Title: Re: The end is nigh
Post by: Hawkmoon on December 22, 2015, 05:43:36 PM
Read the link: "Giant comets may threaten Earth astronomers."  No need to worry unless you are an Earth astronomer.

What's an "Earth astronomer"? Is that someone who goes up a mountain and uses a telescope to look down on the earth?
Title: Re: The end is nigh
Post by: Triphammer on December 22, 2015, 06:07:30 PM
These are the astronomers on the other inhabited planets looking across space at Earth.
Title: Re: The end is nigh
Post by: HankB on December 22, 2015, 06:45:42 PM
Shoddy reporting - forgot to place the blame squarely on Bush.
Title: Re: The end is nigh
Post by: 230RN on December 22, 2015, 08:54:27 PM
One of the best astronomy books I ever read is "Newton's Clock:  Chaos Theory in the Solar System." This, both for its detailed and insightful history of astronomy, and for a "mild" presentation of chaos theory as it is related to planetary, asteroidal, and cometary orbits.

Basically, and I don't want to "defend" it here, but orbital calculations are pretty precise --to the limit of how far down the chain of differential equations required that you want to (or can) go.  

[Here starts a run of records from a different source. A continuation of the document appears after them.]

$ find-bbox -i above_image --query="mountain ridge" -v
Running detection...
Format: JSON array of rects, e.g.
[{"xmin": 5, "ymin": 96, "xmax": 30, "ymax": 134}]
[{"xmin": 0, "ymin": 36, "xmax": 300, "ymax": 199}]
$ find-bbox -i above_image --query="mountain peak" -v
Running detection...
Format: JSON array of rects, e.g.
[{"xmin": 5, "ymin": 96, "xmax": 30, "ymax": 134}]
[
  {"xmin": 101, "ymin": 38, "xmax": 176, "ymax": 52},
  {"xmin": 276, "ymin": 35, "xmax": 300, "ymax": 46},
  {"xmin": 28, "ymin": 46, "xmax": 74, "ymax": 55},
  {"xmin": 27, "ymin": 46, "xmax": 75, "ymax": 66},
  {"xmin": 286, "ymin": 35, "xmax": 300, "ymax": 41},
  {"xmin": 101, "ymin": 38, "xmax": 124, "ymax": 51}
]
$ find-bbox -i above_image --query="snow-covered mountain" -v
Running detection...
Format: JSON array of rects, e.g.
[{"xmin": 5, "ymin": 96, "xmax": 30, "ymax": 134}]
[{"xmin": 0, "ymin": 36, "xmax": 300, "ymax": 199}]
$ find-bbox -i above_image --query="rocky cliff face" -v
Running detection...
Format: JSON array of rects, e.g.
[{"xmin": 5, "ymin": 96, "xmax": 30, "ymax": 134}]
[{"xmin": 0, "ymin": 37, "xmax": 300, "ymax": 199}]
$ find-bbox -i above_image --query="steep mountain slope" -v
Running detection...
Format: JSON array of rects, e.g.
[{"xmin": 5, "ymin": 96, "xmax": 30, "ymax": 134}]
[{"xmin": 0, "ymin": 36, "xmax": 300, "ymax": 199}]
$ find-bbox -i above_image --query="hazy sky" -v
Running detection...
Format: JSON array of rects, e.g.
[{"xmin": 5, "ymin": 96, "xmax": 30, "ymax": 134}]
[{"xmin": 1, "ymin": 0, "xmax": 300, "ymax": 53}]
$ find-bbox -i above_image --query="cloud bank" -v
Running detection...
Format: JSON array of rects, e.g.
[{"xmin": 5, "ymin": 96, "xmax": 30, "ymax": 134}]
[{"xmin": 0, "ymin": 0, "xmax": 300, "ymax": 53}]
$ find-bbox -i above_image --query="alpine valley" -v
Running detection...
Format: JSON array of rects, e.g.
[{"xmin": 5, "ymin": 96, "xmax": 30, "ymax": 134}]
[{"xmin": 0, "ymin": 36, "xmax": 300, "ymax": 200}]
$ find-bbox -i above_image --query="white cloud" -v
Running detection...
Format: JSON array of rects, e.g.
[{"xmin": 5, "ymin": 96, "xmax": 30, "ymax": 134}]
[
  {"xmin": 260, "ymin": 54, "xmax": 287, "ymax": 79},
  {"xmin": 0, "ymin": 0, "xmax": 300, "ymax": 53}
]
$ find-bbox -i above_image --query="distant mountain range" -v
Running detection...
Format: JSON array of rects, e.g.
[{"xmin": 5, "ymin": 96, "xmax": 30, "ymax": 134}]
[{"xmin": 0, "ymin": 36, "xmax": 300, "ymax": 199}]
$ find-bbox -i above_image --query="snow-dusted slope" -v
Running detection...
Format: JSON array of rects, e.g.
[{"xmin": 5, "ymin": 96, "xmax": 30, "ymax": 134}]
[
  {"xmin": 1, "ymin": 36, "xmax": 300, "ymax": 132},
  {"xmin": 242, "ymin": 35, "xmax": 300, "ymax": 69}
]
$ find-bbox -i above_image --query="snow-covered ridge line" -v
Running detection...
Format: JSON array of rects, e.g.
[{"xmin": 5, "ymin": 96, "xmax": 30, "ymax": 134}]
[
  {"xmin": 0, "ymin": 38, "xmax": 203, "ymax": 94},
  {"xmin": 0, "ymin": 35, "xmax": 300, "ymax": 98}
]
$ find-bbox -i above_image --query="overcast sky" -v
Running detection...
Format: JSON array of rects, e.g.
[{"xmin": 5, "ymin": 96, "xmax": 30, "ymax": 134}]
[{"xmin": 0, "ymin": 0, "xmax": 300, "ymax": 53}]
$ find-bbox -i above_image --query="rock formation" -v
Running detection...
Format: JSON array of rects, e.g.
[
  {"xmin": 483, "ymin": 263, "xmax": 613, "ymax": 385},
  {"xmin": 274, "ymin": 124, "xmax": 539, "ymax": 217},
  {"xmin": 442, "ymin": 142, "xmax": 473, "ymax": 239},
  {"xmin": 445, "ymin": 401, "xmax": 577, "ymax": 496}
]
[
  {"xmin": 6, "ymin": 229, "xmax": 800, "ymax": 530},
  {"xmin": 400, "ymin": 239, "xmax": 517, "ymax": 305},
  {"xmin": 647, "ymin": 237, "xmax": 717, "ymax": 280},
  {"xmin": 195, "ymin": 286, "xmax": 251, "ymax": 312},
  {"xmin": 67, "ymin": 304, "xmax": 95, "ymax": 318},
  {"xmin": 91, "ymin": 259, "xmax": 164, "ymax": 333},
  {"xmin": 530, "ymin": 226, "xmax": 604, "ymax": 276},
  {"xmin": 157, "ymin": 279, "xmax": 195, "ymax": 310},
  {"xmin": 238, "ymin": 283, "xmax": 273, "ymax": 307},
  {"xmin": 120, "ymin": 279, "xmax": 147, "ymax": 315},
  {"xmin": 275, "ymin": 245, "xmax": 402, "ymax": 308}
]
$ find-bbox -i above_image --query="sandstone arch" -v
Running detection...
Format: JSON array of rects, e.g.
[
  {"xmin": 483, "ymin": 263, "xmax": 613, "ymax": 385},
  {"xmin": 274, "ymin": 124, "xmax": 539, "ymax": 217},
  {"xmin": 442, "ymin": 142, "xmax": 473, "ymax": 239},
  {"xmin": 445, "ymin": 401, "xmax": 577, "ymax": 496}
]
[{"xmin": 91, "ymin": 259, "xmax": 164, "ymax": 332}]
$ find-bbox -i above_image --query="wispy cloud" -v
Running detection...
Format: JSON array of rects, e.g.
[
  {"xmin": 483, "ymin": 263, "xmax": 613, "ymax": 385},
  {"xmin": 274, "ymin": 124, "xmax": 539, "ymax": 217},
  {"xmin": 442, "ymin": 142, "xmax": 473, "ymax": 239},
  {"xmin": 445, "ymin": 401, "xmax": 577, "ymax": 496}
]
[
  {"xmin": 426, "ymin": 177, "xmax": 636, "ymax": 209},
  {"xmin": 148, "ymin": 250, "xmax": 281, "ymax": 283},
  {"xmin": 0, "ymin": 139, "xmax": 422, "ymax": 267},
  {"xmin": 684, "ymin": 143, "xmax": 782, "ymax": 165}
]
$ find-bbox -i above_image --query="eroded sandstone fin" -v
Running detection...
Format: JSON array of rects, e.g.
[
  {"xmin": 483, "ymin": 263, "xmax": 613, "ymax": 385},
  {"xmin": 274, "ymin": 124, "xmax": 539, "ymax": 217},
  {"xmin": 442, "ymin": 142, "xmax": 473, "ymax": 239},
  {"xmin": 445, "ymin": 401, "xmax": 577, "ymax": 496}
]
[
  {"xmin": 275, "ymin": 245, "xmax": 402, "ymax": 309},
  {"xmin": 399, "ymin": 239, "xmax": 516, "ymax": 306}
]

Regardless of the enormous computing power available today, there is still a limit on this.  And it has been demonstrated that occasionally, that last-plus-one differential term that you didn't evaluate, does make a difference either suddenly or over the long term.

Thus, we can never know for sure whether or not a tiny unpredicted impact of a one pound object with another one-pound object out by Pluto will ultimately disrupt the orbital mechanics of the whole solar system.  Far-fetched, but so is getting an ace-high straight flush.

Yes, within the rather incredibly sophisticated and detailed orbital calculations of the major solar bodies, everything looks OK  for the next 10^X years.  But there are innumerable little chunks of ice and rocks out there, beyond the asteroid belt, which interact with each other in unknown ways.

Take a look at the rings of Saturn.  In the flybys, it was noted that the small bodies which comprise them are actually orbiting each other, such that within each ring, they have formed up into complex spiral orbits within the ring itself.  This was pretty much unexpected, and their interactions are still ongoing.

Astronomers have a hard enogh time calculating the orbit of the moon, and as of about 1996, they finally got it to within two or three seconds of arc.  But as far as I know, that's about the best we know.

Pretty good, huh?  But remember, almost every spectacular space shot we make, to the moon or Mars or to that comet we plunked with an 800 lb copper slug, took mid-course corrections.

For centuries, astronomers have dealt with what is called the "Three-Body Problem," that is, to calculate the orbits of three bodies swinging around each other.  We've got that down pretty pat now, with our supercomputers and all.

But with the realities of the solar system, we're not dealing with three bodies.  We're dealing with "The Million-Body" problem.

So how nigh is nigh?  Nobody really knows for sure.

You just play the cards you have in your hand.  You takes your chances, and you makes your bet.